On Feb 15, 10:29 pm, Shaun <[email protected]> wrote:
> I appreciate the response.
>
> The markers don't need to be interactive, but they need to be added
> from a
> realtime JSON feed... basically I need to create a timer to reload the
> JSON
> feed I guess...
>
> On Feb 14, 5:18 am, richardolsson <[email protected]> wrote:
>
> > If the points don't need to be interactive, it is just as easy and
> > definitely more optimal performance-wise to just draw your dots onto
> > the bitmap data that you use for the material. That way you won't need
> > to add any extra geometry OR any extra display objects for each dot
> > marker, essentially making 0 dots and 1 gazillion dots using the same
> > (tiny) amount of resources.
>
> > If you decide to go with this approach, you won't even have to do any
> > 3D math, since the dots are only drawn onto a 2D map. You do need to
> > convert your geographic coordinates to a point in the map though.
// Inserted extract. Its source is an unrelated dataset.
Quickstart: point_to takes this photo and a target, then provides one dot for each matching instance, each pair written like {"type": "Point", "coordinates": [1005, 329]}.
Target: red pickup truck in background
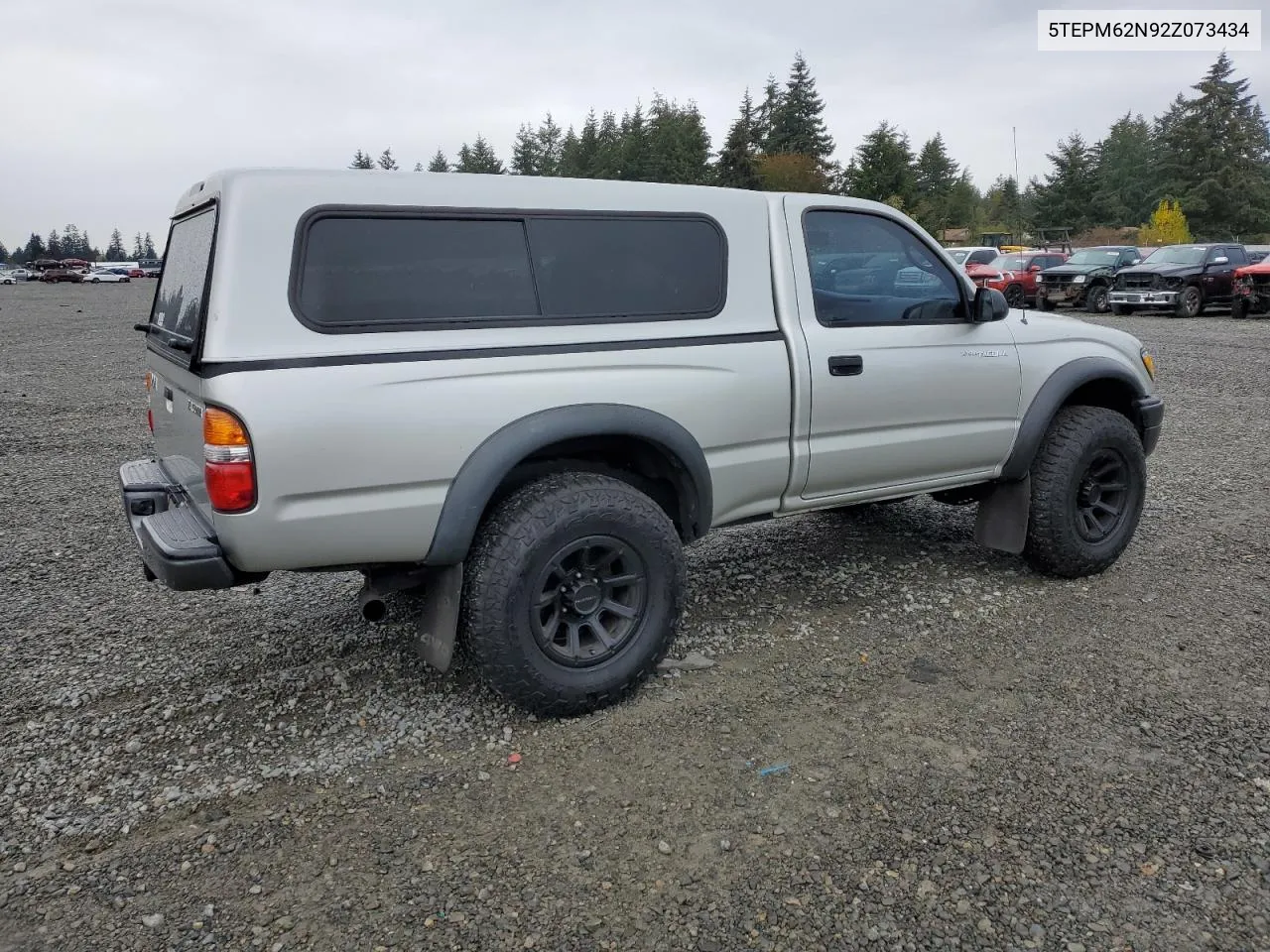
{"type": "Point", "coordinates": [1015, 275]}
For
> > the X axis, just start at the zero-meridian (Greenwich, London) and
> > calculate the x position from the longitude, using a scale factor that
> > you will need to calculate from the size of your map (remember, the
> > entire map is 360 degrees wide, so if it's 2000px, each degree is
> > ~5.56px.)
>
> > For the Y axis, you'll need to read up on Mercator Projection (http://
> > en.wikipedia.org/wiki/Mercator_projection) which is the projection
> > that I'm assuming that you're using. Use the function described there
> > to calculate a point on a map from a given latitude, and this time
> > start at the equator.
>
> > So basically it's a linear function for the longitudes (really simple
> > math) and a non-linear one for the latitudes (just copy off of the
> > wikipedia article.)
>
> > Cheers
>
> > On Feb 13, 4:53 pm, Shaun <[email protected]> wrote:
>
> > > I've read over all of the posts on here and I'm having problems
> > > getting this to work.
>
> > > I'm using Away3D in Flash CS4
>
> > > What I have:
> > > 1. A sphere that is textured via a BitmapMaterial
> > > 2. A JSON feed that has latitude/longitude
>
> > > What I'd like to do is take the lat/long and use it to plot points on
> > > the sphere.  I figure I can do it one of two ways - either use Away3D
> > > to add points to the sphere, or I can change my BitmapMaterial to a
> > > MovieMaterial and plot points on it (add children MovieClips to the
> > > MovieMaterial).
>
> > > So - my question is two fold:
>
> > > 1. Which is the better approach (better = better performance for lots
> > > of points)
> > > 2. How do I go about implementing the better approach?